3. TD: should be about 2 mm smaller than the HVID (section 5.3). It is common for lens designs to have three lens diameters. They could be 9.50 mm, 9.80 mm and 10.20 mm, or 9.00 mm, 9.40 mm and 9.80 mm. So one approach would be to assess the patient’s eye and decide if they have a small, medium or large HVID and select accordingly.

Once these parameters have been determined for both eyes, you have your first pair of trial lenses to assess. The following procedure is suggested:

1. Advise the patient you are going to place a lens on their eye. This first lens allows you to decide what changes will be needed so that the lens fits their eye more accurately.

2. Instil a local anaesthetic into both eyes (section 7.8) and allow the patient to settle.

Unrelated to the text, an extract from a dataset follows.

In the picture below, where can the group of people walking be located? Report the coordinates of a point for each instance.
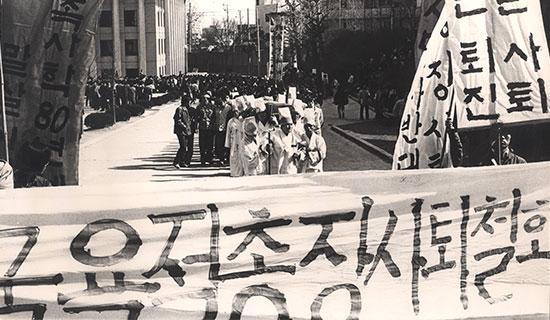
(253, 135)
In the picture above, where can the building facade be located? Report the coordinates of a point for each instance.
(372, 15)
(141, 36)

3. While the patient settles, place the selected trial lens on the tip of the index finger of your right hand. If you want to pre-wet the lens, place a small drop of saline on the lens but do not use a lens conditioning drop as these drops can affect how easily the fluorescein spreads in the tears.

4. The lens insertion method is the same as for soft lenses, section 5.7.1.

5. Allow the lenses to settle, as there is little sensation for the patient the lens should settle quickly, 3–5 min.

6. Instil fluorescein and assess the lens fit, using a Burton lamp or slit-lamp.

5.12.4 Assessment of lens fit

See online videos 5.15-5.18.image You are interested to know whether you have the desired fluorescein fitting pattern and how dynamic the fitting pattern is. Having instilled the fluorescein (section 7.3.2), assess the fit using a slit-lamp as follows (Figures 5.11 to 5.14).

1. Ask the patient to place their chin on the rest and their head against the headrest of the slit-lamp and get them looking straight ahead.

2. Advise them to blink as and when they need to.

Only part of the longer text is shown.